Il n’y a pas de quoi rire en effet de voir un régime sombrer dans des formes d’Etat policier – celles-là même qui font rire grassement Renaud Dély (l’homme aux vermines) comme « fantasme » grotesque. Pour qui a des yeux pour lire (et nul doute que Dély, ou Domenach, eux, conserveront les deux leurs), on peut prendre connaissance des instructions données aux parquets, et même trouver une ou deux informations à propos de celles données aux policiers. On peut aussi écouter les discours d’Edouard Philippe d’après 16 mars. On peut se renseigner sur le pedigree de cette nouvelle race de préfets-cogneurs, de Strzoda, à l’Elysée même, mais venu de Bretagne où il s’est déjà fait une solide réputation d’éborgneur pendant la « loi Travail », jusqu’à Lallement, en qui un devoir de respect des physiques et de leur différence interdit de voir un lémurien, mais dont les directives parlent pour lui – la nouvelle élite d’un corps préfectoral complètement à la dérive.
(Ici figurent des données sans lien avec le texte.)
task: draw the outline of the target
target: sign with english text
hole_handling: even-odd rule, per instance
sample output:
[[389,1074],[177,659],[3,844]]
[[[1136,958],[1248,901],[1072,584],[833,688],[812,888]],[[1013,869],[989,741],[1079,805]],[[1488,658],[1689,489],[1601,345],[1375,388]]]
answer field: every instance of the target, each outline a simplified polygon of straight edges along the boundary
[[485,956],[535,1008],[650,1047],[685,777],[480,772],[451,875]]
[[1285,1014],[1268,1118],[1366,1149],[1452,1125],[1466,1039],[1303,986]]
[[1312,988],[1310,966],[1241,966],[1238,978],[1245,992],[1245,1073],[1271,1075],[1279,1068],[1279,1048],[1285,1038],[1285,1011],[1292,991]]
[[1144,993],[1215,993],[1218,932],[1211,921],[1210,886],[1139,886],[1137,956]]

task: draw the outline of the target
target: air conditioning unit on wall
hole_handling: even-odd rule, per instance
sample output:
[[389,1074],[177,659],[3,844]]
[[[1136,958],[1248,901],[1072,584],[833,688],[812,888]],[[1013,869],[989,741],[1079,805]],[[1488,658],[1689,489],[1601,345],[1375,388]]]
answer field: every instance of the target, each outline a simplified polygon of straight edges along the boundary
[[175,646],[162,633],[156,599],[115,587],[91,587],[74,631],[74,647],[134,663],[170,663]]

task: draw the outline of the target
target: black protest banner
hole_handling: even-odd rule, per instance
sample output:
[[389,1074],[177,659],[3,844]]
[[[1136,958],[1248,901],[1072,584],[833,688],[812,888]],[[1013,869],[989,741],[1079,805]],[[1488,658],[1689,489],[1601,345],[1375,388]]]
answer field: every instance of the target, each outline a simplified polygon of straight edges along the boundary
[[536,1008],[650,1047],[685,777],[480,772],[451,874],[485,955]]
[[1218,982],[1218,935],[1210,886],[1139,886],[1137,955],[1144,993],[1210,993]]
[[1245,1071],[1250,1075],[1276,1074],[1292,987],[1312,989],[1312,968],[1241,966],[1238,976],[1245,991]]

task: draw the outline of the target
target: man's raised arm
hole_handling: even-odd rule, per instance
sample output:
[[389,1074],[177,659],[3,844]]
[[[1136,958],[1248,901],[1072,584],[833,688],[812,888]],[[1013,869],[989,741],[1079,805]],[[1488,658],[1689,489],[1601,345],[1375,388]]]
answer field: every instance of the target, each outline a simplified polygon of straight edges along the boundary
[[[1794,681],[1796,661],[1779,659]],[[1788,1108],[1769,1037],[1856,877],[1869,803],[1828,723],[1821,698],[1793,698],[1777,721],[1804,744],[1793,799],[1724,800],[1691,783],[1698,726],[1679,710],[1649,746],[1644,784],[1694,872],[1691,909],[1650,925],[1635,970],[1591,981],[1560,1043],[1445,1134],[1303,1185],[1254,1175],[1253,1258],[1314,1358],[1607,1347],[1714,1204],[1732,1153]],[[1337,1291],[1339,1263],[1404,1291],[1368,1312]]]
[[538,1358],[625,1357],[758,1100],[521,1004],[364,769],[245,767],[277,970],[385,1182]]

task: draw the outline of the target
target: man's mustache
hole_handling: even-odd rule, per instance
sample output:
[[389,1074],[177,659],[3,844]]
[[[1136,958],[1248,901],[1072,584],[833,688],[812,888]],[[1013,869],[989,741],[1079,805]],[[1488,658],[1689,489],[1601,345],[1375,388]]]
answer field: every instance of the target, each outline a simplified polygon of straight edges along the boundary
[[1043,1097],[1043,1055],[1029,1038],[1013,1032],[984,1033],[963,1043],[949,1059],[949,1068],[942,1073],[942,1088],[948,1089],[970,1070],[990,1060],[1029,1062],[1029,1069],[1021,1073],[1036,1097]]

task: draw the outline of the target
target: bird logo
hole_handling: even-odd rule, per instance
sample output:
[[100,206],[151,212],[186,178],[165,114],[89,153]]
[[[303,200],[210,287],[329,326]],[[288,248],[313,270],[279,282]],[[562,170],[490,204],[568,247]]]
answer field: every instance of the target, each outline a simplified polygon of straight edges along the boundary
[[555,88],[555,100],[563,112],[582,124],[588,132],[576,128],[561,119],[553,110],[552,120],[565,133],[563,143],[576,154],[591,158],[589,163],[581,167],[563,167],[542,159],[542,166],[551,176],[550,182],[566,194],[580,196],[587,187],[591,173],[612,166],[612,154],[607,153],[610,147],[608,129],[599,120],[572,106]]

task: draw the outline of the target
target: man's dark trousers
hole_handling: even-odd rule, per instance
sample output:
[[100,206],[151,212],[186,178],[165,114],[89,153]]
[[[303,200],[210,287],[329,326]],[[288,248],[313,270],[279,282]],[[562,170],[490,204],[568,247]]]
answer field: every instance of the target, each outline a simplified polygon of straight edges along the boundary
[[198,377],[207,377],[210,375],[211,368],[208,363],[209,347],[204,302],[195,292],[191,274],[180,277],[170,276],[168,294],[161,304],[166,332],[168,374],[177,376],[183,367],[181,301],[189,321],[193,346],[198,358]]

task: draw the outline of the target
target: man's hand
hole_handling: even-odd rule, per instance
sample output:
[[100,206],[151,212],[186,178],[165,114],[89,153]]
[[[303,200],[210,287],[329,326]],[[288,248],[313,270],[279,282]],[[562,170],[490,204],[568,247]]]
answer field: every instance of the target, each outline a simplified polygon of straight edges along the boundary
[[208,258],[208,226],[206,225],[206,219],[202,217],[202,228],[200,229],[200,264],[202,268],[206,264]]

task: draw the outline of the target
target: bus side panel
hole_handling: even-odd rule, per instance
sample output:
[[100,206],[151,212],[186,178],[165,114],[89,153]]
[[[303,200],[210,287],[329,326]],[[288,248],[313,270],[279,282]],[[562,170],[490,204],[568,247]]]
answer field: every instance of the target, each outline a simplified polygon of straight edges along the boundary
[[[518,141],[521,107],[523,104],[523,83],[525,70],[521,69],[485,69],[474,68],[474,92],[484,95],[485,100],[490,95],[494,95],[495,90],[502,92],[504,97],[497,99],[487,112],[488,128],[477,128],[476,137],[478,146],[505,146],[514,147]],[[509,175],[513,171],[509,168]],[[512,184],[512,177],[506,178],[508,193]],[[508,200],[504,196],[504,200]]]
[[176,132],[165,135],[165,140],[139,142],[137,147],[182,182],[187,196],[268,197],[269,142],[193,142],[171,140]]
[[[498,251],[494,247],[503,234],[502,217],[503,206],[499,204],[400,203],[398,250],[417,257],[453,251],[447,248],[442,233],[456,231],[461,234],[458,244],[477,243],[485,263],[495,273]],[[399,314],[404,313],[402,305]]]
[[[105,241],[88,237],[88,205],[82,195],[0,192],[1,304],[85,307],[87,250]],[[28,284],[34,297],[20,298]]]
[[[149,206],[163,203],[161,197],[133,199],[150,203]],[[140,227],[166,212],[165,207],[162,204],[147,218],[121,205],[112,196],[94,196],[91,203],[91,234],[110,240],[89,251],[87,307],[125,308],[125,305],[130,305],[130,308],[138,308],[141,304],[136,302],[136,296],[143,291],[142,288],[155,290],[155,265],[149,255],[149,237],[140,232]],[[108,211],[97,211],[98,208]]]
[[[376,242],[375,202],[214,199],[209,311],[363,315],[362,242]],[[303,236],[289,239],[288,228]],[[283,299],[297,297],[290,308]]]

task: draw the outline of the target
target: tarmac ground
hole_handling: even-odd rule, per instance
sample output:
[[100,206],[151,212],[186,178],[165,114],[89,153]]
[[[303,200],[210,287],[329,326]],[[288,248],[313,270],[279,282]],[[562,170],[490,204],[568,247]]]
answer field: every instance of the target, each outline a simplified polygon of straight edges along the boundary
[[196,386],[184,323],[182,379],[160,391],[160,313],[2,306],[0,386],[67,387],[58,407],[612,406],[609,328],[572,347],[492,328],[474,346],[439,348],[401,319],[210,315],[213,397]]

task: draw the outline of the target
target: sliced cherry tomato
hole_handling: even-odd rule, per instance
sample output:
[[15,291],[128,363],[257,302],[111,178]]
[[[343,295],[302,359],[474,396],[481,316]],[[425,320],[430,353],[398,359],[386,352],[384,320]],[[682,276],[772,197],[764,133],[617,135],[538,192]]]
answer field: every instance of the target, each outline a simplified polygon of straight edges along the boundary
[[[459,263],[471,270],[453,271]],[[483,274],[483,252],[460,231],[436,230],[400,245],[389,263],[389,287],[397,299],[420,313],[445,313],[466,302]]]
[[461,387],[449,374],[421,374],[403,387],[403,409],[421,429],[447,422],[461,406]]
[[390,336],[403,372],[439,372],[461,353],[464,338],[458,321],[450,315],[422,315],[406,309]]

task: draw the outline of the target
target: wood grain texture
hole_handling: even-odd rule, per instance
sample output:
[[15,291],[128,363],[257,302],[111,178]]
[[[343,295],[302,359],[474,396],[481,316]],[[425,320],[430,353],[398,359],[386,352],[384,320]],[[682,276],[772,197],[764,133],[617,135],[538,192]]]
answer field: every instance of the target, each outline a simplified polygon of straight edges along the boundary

Un pouvoir ne signale pas seulement sa fragilité quand il fait donner ses nervis, depuis les préfets galonnés jusqu’aux troupiers bottés, mais aussi quand il commence à avoir peur des signes. Or, on notera que les points de fixation de cet acte 23 ont surtout à voir avec des signes : des mots (le fameux slogan anti-flic), des images, ou plutôt non : la simple possibilité d’images, accompagnée d’un doigt fourré. Plus que tout, ce pouvoir, entouré de ses laquais, redoute, non plus seulement d’être montré dans sa réalité, mais les atteintes symboliques dont il devient l’objet : il s’est enflammé au moment des parodies de guillotine, il s’enflamme quant sont décrochés les portraits du roitelet en mairie, de simples mots le dégondent. Ecorché nu, tout oripeau de légitimité envolé, la moindre atteinte de cette nature lui est insupportable. Alors, dans une fureur aveugle, qui dit son état de nerf, il poursuit tout ce qu’il peut poursuivre (et même ce qu’il ne peut pas) – on annonce que la justice est lâchée contre ceux qui ont crié le « suicidez-vous ». Evidemment ça n’est là qu’une course à l’abîme puisque, ce faisant, il ne cesse d’approfondir les causes qui alimentent son discrédit. Disons-le lui au cas où il ne le saurait pas : un pouvoir dans un tel état de retranchement, un pouvoir à ce degré d’écorchure symbolique, est un pouvoir perdu.